Buckle your seatbelts, this might get long. BUT, stick with me, I think it might just make sense by the time you get through it……
I like meat. Maybe “like” is the wrong word. I know, I know, “love” should be reserved for serious things but, let me tell you, there’s little better (food-wise) than when you grill a steak just right or get a perfectly prepared piece of prime rib (apparently there used to be places that were called restaurants that could prepare these things for you). We know God gave us meat to eat (sorry vegans). After Noah left the Ark, God spoke to him and told him that he was giving mankind every animal as food for them. Therefore one might say that eating meat is a God-given right (and a delicious right at that)!
So imagine my surprise when the apostle Paul comes along and ruins everything. Romans 14:2 says “One man’s faith allows him to eat everything, but another man, whose faith is weak, eats only vegetables. The man who eats meat must not look down on him who does not, and the man who eats only vegetables must not condemn the man who does, for God has accepted him.”
What the heck, Paul?
Notice he doesn’t say, “Make sure to tell the man who eats only vegetables that his faith is weak,” or even, “make sure to encourage him to grow stronger in his faith and prove it by eating meat.”
He takes it WAY up a notch or twelve further on in the chapter when he says in verse 15, “If your brother is distressed because of what you eat, you are no longer acting in love. Do not, by your eating (i.e. your God-given freedom) destroy your brother for whom Christ died.”
So wait. All of a sudden my freedom, my God-given freedom, should be surrendered because of a weaker brother? And that’s not all. That God-given freedom is there because of your maturity! Yes! Because of your faith you were given that right. And now I’m just supposed to surrender it while I’m around this other brother?
(stick with me, there’s a point to all this)
For you meat lovers out there it gets WAY worse. Check out 1 Corinthians 8:13 where Paul goes off the deep end, “Therefore, if what I eat causes my brother to fall into sin, I will NEVER EAT MEAT AGAIN, so that I will not cause him to fall.”
That is amazing, incredible, outrageous love. Paul loved his fellow brother and sister in Christ so much that not only would he go the extra mile when he was around them, but he would honestly be willing to forgo something good for the rest of his life just to make sure that he wouldn’t cause them to sin. I’ve read that hundreds of times and it still shocks me to the core. Is it possible for me to love others that much? How about you?
Word on the street is that when we open up the church again for Sunday services, we’ll be asked to wear masks. Does that immediately strike you as a violation of your rights? Maybe it strikes you as an act that shows a lack of faith. I know I’ve struggled with that one. I know with all my heart that Jesus Christ is the name above every name, including the name Covid, Cancer, Science, etc. I believe that God heals, answers prayer, intercedes and interdicts the harm that the enemy would throw at us.
But what about my brother or sister? What if they haven’t seen God move in their life like I’ve seen Him move in mine? What if they’re new to the faith? What if they are right smack-dab in the target age for Covid to affect them?

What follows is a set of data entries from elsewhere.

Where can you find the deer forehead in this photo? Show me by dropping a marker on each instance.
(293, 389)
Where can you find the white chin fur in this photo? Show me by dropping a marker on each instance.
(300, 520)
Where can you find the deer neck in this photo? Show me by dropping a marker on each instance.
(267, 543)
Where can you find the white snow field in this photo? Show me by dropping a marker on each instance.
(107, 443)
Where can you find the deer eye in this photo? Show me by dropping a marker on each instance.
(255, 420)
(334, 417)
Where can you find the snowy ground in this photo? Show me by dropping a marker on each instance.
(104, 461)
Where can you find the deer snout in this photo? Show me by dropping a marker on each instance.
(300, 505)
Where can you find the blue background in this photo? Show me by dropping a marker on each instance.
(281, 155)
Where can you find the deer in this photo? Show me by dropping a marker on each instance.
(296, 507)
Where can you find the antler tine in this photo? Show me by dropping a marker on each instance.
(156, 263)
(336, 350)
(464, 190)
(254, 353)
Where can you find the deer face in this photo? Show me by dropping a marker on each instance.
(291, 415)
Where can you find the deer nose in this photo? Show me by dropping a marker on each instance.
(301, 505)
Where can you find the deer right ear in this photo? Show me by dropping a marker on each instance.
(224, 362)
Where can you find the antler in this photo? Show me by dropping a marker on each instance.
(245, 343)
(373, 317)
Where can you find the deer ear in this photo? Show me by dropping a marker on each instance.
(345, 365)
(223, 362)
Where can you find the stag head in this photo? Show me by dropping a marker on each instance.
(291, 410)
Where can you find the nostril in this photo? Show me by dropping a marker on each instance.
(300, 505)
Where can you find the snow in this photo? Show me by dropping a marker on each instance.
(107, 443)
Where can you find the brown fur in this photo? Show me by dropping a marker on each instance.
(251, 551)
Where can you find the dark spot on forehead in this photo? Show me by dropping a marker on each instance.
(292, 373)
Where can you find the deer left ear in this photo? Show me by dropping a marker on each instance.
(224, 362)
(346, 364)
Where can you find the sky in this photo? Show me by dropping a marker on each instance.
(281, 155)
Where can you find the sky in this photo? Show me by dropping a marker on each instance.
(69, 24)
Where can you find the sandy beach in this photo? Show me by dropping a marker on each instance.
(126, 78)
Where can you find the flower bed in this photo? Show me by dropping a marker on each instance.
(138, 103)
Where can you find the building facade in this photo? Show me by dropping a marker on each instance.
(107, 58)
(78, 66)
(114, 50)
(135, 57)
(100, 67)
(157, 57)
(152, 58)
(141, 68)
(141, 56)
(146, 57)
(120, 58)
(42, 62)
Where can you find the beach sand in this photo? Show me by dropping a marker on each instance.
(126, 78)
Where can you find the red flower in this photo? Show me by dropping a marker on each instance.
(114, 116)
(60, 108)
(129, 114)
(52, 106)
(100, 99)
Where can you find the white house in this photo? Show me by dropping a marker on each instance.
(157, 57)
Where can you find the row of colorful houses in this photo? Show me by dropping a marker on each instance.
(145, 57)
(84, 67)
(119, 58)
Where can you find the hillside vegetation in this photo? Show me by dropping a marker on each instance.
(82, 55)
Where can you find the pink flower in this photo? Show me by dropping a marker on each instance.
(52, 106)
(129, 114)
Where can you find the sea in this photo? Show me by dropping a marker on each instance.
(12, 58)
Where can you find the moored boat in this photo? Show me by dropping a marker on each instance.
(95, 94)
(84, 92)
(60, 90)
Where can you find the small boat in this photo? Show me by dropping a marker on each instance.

Do I declare my faith and prove it by refusing to wear a mask? Forget for a minute about passing sickness to someone else if you’re not wearing one. Think instead about their heart and what they might be thinking about you, about me. Would we not be causing them to stumble? Remember what verse 15 above said? “If your brother is distressed because of what you eat, you are no longer acting in love. Do not, by your eating (i.e. your God-given freedom) destroy your brother for whom Christ died.”
In our case, Paul might say, If your brother is distressed because you won’t wear a mask, you are no longer acting in love. Do not, by your freedom and faith to not wear a mask destroy your brother for whom Christ died.”
It’s not our job to tell someone they need more faith. It’s not our job to show them how much faith we have and the freedom it grants us. It’s our job to love. To lay down our life, our rights, our freedom even, for the sake of others.
“If I have the gift of prophecy and can fathom all mysteries, and all knowledge, and if I have faith that can move mountains, but have not love, I. Am. Nothing.” I Cor. 13:2
All that said and I still don’t want to wear a mask. But maybe that’s my flesh wanting its own way. Maybe that’s my pride whispering into my ear, “Your faith is so much stronger than others, show them what real faith looks like.” Maybe it’s the American in me demanding that my rights be honored. Maybe I just need to die to myself and put others first. It burns deep down inside to do that, but I think it’s right.